In this assignment, you will experiment with the Naive Bayes classifier.
- Download and install Weka.
Data
- Breast Cancer data file
(already in the Weka format). It has 9 numeric attributes and 2 types of
cancer to be predicted. (refer to
ftp://ftp.ics.uci.edu/pub/machine-learning-databases/breast-cancer-wisconsin/
for the complete description of the data).
- House-votes dataset (the task is to
predict whether the voter is a republican or a democrat based on their votes;
the data description file can be found here).
It has 16 binary attributes and 2 classes. One of your tasks is to convert
this data into Weka readable format.
Tasks
- Estimate the accuracies of Naive Bayes classifier on
House-votes dataset using 5-fold cross validation.

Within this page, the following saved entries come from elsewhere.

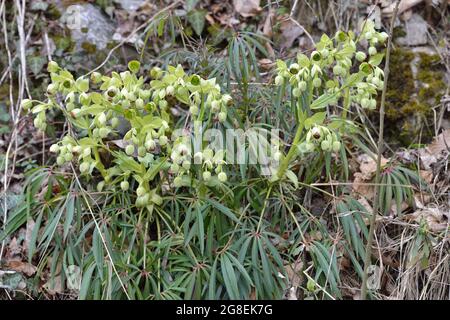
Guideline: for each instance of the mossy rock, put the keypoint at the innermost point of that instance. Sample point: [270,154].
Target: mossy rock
[416,85]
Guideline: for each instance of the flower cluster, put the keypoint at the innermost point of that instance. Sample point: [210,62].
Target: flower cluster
[127,118]
[207,161]
[328,69]
[201,95]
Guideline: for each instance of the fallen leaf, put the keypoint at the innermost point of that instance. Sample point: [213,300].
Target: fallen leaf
[441,143]
[290,31]
[435,218]
[266,64]
[54,286]
[247,8]
[368,165]
[28,233]
[268,23]
[20,266]
[402,7]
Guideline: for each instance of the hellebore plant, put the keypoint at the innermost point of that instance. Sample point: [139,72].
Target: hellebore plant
[335,74]
[97,110]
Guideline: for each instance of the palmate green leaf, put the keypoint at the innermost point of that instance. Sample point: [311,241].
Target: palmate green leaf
[229,277]
[97,250]
[375,60]
[323,101]
[292,177]
[316,119]
[226,211]
[70,210]
[86,281]
[197,19]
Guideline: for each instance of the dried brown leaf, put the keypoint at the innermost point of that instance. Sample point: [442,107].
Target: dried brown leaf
[247,8]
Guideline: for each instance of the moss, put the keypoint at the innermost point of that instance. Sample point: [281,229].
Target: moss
[411,96]
[89,47]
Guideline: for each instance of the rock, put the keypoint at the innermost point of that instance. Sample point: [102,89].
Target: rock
[416,32]
[88,24]
[130,5]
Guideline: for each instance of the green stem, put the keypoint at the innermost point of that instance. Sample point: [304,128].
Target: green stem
[292,151]
[100,165]
[368,255]
[346,102]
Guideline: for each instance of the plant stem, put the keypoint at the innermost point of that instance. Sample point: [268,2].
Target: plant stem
[346,102]
[379,154]
[292,151]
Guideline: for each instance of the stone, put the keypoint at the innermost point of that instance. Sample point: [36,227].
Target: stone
[88,24]
[130,5]
[416,32]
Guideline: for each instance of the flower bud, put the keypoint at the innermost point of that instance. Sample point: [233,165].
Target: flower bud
[54,148]
[60,160]
[178,181]
[163,140]
[139,103]
[215,106]
[325,145]
[317,82]
[279,80]
[100,186]
[68,156]
[140,191]
[129,149]
[27,104]
[222,116]
[294,68]
[222,177]
[114,122]
[206,175]
[52,67]
[336,146]
[193,110]
[360,56]
[150,144]
[84,167]
[124,185]
[142,151]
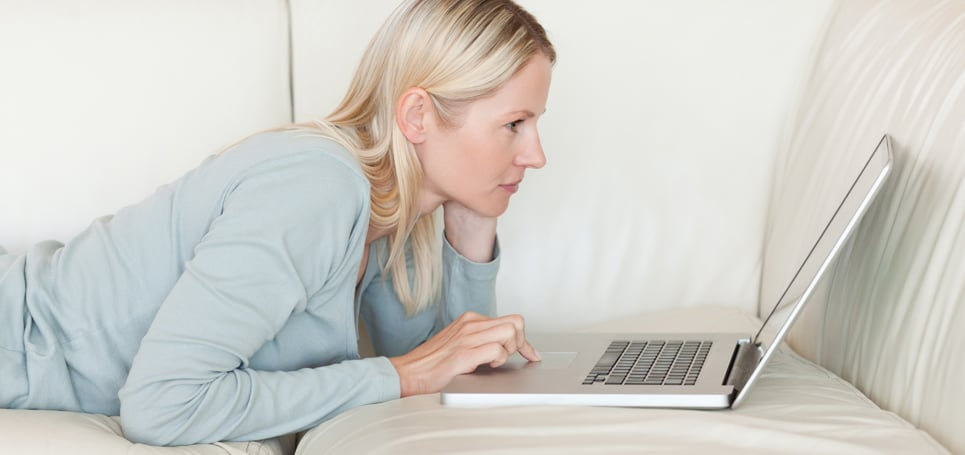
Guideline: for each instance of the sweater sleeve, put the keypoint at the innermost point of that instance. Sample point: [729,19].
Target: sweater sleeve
[466,286]
[285,232]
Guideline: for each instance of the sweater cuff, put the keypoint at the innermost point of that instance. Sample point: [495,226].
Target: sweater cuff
[390,383]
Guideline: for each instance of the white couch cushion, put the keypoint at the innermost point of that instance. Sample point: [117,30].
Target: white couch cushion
[55,432]
[105,100]
[662,124]
[893,318]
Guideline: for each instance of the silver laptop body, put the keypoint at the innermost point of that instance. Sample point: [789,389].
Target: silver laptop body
[696,371]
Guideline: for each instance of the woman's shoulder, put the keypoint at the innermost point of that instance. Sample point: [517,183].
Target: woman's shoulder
[295,145]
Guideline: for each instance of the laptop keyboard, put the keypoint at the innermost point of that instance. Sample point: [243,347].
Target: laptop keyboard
[650,363]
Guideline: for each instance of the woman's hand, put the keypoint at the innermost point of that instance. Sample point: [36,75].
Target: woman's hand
[471,234]
[470,341]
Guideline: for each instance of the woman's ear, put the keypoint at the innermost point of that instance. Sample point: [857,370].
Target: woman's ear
[411,114]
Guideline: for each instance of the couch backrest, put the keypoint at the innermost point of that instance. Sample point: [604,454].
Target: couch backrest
[661,131]
[892,320]
[102,101]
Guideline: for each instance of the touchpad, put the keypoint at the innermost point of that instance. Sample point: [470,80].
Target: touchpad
[550,361]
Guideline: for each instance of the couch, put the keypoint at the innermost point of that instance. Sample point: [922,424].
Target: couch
[693,147]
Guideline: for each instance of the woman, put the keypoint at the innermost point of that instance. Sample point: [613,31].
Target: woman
[225,306]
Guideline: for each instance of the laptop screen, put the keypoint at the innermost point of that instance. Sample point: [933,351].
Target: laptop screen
[854,202]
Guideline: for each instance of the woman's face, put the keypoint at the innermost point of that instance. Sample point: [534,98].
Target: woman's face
[480,163]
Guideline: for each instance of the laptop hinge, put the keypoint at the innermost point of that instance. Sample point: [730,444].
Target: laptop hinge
[747,355]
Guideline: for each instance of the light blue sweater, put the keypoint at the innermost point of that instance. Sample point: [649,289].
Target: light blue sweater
[224,306]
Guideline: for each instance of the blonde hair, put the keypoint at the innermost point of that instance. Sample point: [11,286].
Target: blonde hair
[457,51]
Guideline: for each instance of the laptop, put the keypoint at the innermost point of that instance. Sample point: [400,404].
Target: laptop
[693,371]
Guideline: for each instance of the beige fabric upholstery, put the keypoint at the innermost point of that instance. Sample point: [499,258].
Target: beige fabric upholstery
[893,320]
[797,407]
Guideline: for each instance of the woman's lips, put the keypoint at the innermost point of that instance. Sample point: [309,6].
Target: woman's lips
[512,187]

- Estimate the accuracies of Naive Bayes classifier on
Breast cancer dataset using 5-fold cross validation. The dataset has numeric
values. You can use Weka's filter to discretize the data into ten bins. Compare the results with
or without discretizing the data.
- Note that both datasets have missing values (denoted by "?"). Now first
use Weka's missing values filter to fill them in, then redo tasks 1 and 2. How
does filling missing values affect the performance of the classifiers?
What to Turn In
Turn in via email to the TA a compressed file
(.zip .rar or .tar.gz) containing the following:
- A report (in electronic form) of the results obtained with answers to the questions in the
Tasks section.
You should specify the parameters
of every experiment in such a way they can be replicated by the T.A. (e.g. Indicate whether you use the Weka's filter to discretize
the data), and justify your decision about the use (or not) of these
parameters.
- Any source code that you may have written.
- The House-votes data file in arff format.
Note that the electronic items must be submitted by 11:00 a.m. You should receive email
confirmation of your submitted file before 11:15 a.m. If you don't receive such
email, there was a problem with the submission and you should contact
inmediately the TA for help (via email).